Individual exposure to secondhand smoke is highly variable, depending on personal circumstances. Non-smokers who live and work in a smokefree environment and experience only brief exposure to smoke are likely to be exposed to less than 0.01 micrograms of secondhand smoke per cubic metre (24-hour time-weighted average nicotine air concentration). Conversely those exposed in the home and in vehicles may have an average exposure concentration of up to 7.4 micrograms per cubic metre, which is classified as high exposure by the California Environmental Protection Agency. These levels are of particular concern for small children, among whom exposure may occur on a daily basis. A national health survey from the USA published in 1996 suggested that nearly 90% of US non-smokers had detectable amounts of nicotine by-products in their blood, including those who did not report habitual exposure to secondhand smoke in the home or work setting.29 While reductions in opportunities for smoking in most workplaces and public settings might be expected to result in far lower levels of exposure among today's non-smokers, this finding underscores both the ubiquity and potentially unwitting nature of exposure to secondhand smoke.

Ventilation, air conditioning and heating systems alone do not reliably remove secondhand smoke from the indoor environment, and may instead distribute toxins throughout buildings. Providing separate areas where smoking is allowed also fails to eliminate exposure to secondhand smoke.

4.3.2 Mechanisms of disease

The similarities between secondhand smoke and mainstream smoke make it plausible that inhalation of secondhand smoke is a cause of disease in those who are exposed to it, by similar pathways of disease causation as in active smokers. Metabolites from nicotine, carbon monoxide and three major classes of carcinogens found in tobacco smoke—polynuclear aromatic hydrocarbons, nitrosamines and aromatic amines—are found in the urine or blood of non-smokers exposed to secondhand smoke, just as in active smokers. As noted above, both fresh and stale sidestream smoke are more toxic than mainstream smoke,28 but because secondhand smoke is diluted by ambient air, exposed non-smokers do not receive as high an exposure to the toxic chemicals in tobacco smoke as do active smokers, and their risk of developing tobacco-caused illness is generally lower.

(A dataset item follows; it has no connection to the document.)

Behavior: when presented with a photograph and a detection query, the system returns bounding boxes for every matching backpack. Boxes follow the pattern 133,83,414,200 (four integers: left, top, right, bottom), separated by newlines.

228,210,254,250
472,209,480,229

Nonetheless, secondhand smoke is regarded as a Group 1 carcinogen (known to cause cancer in humans18), for which there is no evidence of a safe level of exposure. As the following sections show, secondhand smoke is now known to cause a number of diseases and poorer health outcomes for non-smokers. Even where elevation of risk is comparatively small, because of the high number of individuals who may be exposed, secondhand smoke represents a substantial preventable public health risk.